We also aren’t very good at telling whether someone is competent. Two studies — from 1996 and 2005 — showed how people use non-epistemic factors to determine whether someone is good at their job. We wrongly think that someone with the right face is competent, or that someone who walks, talks, and holds themselves a certain way can reveal their ability. In reality, none of these factors reliably account for competence or trustworthiness.

The Nietzsche Thesis

So, we are left with two facts. We are vigilant about what people are saying, but our vigilance is not based on epistemic grounds. So, what kind of vigilance is it?

For that, Shieber coined the expression “The Nietzsche Thesis.” He argues that “our goal in conversation is not primarily to acquire truthful information… [but] self-presentation.” In other words, we accept or reject statements based on utilitarian goals, not on their truthfulness. In Nietzsche’s words, we will accept and look for truth only when it has “pleasant, life-preserving consequences.” Conversely, we are hostile “to potentially harmful and destructive truths.” We do not have epistemic vigilance, but a Machiavellian one.

There is one important observation about modern society that might lend credence to Shiber’s ideas: the popularity of conspiracy theories and echo-chamber nonsense. If epistemic vigilance were true, we would all be fact-checking and dismissing conspiracists all the time. But we don’t. When a charismatic or compelling speaker delivers a statement, we accept it much more often based on Machiavellian lines. I will nod along if others nod along. I will accept it if it preserves my social status.

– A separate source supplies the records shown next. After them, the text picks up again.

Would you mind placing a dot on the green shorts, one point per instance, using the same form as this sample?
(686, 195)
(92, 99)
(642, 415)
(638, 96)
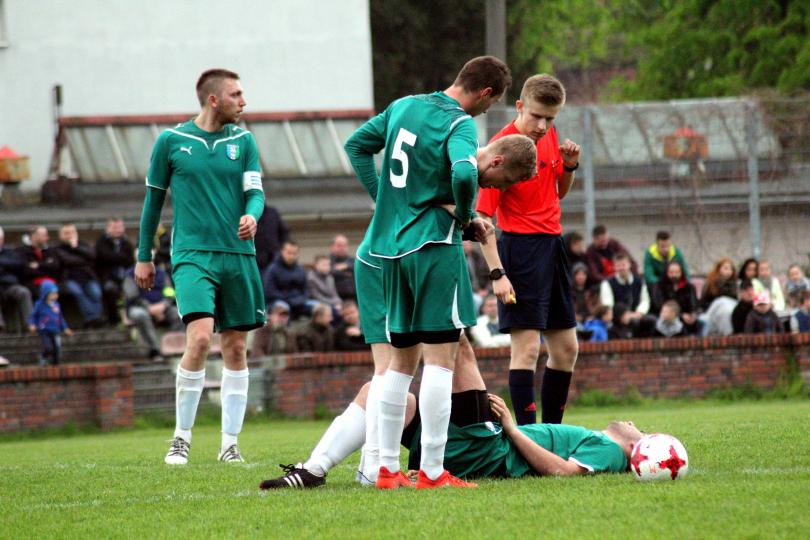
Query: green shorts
(428, 290)
(226, 285)
(370, 296)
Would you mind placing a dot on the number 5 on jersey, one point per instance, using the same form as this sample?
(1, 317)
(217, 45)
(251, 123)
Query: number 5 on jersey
(403, 137)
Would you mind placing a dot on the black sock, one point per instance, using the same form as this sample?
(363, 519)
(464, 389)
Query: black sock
(554, 394)
(521, 388)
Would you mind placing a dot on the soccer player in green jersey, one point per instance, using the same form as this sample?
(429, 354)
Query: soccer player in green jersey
(483, 439)
(212, 168)
(429, 145)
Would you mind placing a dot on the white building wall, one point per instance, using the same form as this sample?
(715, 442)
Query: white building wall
(144, 57)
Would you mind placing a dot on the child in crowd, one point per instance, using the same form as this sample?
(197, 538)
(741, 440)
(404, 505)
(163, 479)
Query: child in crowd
(599, 323)
(762, 319)
(669, 322)
(800, 320)
(46, 319)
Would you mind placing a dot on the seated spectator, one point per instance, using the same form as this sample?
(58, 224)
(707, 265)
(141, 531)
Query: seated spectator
(762, 319)
(599, 255)
(621, 325)
(584, 293)
(317, 335)
(800, 320)
(342, 267)
(574, 248)
(719, 299)
(114, 256)
(147, 308)
(750, 270)
(286, 280)
(675, 286)
(321, 283)
(275, 337)
(78, 261)
(627, 288)
(659, 255)
(669, 322)
(41, 261)
(795, 285)
(14, 297)
(772, 285)
(348, 334)
(485, 333)
(744, 306)
(271, 233)
(599, 323)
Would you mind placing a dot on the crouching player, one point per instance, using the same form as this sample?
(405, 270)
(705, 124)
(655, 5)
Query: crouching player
(483, 439)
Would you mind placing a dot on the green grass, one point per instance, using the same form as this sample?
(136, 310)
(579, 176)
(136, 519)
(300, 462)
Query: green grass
(750, 474)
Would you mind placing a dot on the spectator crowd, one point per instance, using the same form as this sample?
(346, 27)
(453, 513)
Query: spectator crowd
(311, 307)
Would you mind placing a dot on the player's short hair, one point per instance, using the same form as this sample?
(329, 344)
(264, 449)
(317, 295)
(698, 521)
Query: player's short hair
(520, 155)
(484, 72)
(674, 306)
(544, 89)
(210, 81)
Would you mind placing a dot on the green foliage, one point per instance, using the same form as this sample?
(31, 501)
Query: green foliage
(745, 483)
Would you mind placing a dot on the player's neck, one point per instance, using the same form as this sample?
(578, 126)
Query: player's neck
(208, 121)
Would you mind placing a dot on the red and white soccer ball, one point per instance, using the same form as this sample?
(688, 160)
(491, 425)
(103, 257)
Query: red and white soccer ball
(658, 457)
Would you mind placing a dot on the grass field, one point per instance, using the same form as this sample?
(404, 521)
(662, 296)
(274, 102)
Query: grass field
(750, 478)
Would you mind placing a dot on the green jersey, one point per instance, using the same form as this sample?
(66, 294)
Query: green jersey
(210, 175)
(483, 450)
(429, 158)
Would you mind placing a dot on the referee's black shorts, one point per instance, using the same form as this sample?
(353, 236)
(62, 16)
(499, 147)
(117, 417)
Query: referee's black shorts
(537, 267)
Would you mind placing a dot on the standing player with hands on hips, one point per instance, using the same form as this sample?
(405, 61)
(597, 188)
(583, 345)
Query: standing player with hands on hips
(212, 167)
(533, 256)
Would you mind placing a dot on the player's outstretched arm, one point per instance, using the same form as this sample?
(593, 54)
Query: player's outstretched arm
(540, 460)
(366, 141)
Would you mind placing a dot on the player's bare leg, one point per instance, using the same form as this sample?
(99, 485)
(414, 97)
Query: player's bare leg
(233, 392)
(189, 384)
(562, 349)
(370, 459)
(522, 367)
(393, 400)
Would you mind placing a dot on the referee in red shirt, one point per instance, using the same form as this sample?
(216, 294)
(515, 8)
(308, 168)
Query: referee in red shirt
(533, 257)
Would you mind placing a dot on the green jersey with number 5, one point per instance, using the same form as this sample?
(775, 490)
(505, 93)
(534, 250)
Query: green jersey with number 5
(429, 148)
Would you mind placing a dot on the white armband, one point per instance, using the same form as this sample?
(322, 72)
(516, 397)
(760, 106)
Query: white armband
(252, 180)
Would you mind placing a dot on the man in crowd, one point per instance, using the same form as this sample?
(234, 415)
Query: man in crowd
(114, 256)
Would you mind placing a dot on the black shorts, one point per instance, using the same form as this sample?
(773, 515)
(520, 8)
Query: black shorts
(537, 267)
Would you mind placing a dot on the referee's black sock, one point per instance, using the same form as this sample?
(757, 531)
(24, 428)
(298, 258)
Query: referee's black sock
(521, 388)
(554, 394)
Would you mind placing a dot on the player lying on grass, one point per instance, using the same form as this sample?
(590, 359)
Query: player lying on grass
(483, 439)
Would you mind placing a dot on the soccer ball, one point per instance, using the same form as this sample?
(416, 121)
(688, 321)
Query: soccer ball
(658, 457)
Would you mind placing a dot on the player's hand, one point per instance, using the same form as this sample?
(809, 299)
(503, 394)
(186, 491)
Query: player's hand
(247, 227)
(145, 275)
(502, 412)
(502, 288)
(570, 152)
(483, 229)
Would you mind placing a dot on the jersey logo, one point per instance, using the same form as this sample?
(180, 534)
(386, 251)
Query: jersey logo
(233, 151)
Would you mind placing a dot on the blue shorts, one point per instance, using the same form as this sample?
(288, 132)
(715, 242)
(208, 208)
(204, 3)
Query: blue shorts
(537, 267)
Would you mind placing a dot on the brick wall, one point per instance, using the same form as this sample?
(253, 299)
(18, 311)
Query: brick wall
(673, 367)
(34, 398)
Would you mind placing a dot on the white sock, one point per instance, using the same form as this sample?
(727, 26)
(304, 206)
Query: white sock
(189, 386)
(434, 407)
(393, 400)
(234, 402)
(344, 437)
(370, 465)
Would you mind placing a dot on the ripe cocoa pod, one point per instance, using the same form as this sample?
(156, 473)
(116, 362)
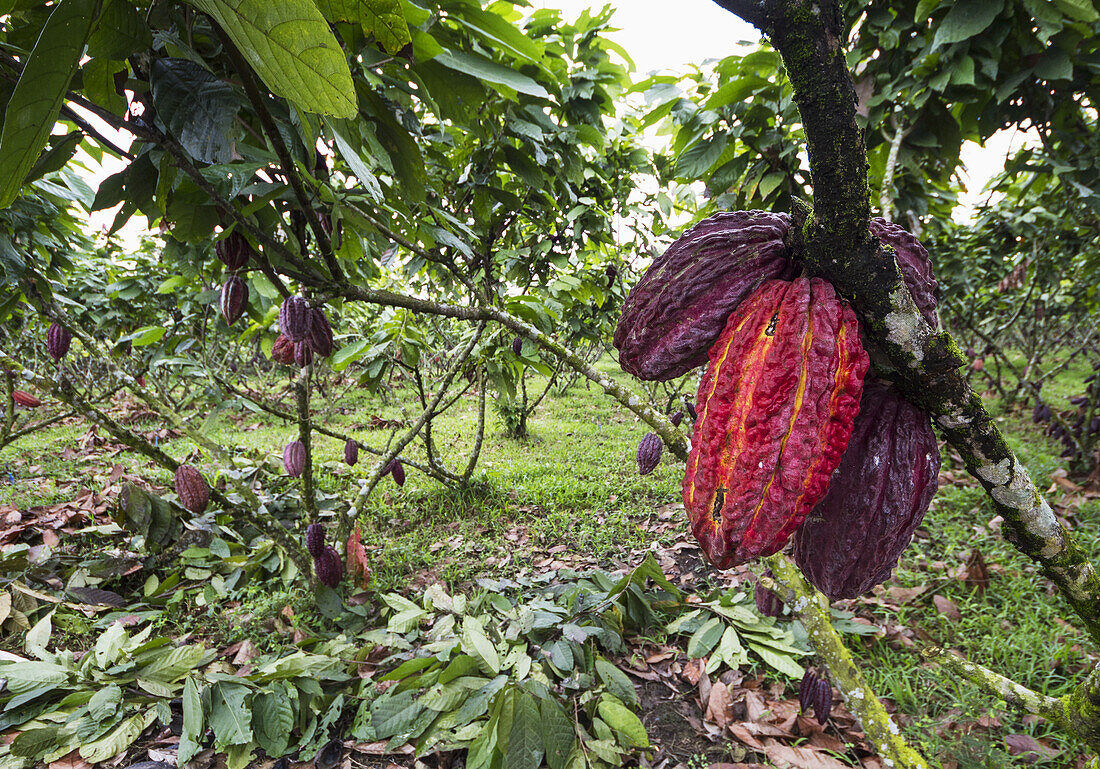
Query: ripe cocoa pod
(876, 500)
(295, 318)
(283, 350)
(915, 266)
(191, 489)
(315, 539)
(234, 296)
(351, 451)
(680, 307)
(776, 408)
(58, 341)
(329, 567)
(25, 399)
(649, 452)
(320, 333)
(294, 458)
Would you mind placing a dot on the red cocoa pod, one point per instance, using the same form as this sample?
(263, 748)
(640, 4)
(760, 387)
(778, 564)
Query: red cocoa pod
(329, 567)
(649, 452)
(915, 266)
(191, 489)
(680, 306)
(315, 539)
(283, 350)
(233, 251)
(876, 500)
(25, 399)
(58, 341)
(351, 451)
(234, 296)
(320, 333)
(295, 318)
(294, 458)
(776, 408)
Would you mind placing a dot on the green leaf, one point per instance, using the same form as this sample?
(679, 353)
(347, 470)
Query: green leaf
(293, 50)
(37, 97)
(966, 20)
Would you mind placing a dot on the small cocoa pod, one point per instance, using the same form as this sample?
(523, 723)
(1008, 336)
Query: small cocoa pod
(320, 333)
(294, 458)
(295, 318)
(191, 489)
(283, 350)
(329, 567)
(58, 341)
(776, 408)
(234, 296)
(351, 451)
(233, 251)
(680, 306)
(649, 452)
(876, 498)
(315, 539)
(25, 399)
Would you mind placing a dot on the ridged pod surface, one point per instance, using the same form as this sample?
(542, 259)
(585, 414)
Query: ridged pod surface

Shieber’s thesis raises huge questions not only for philosophy but also for law: If people aren’t wired for the truth, then how reliable is testimony? It’s also an important point to remember in our interactions with each other as well as in what we read, hear, or see online. It’s good to remember that we are both very bad at, and little concerned with, the truth. Far more often, we’re concerned with other, non-epistemic, things.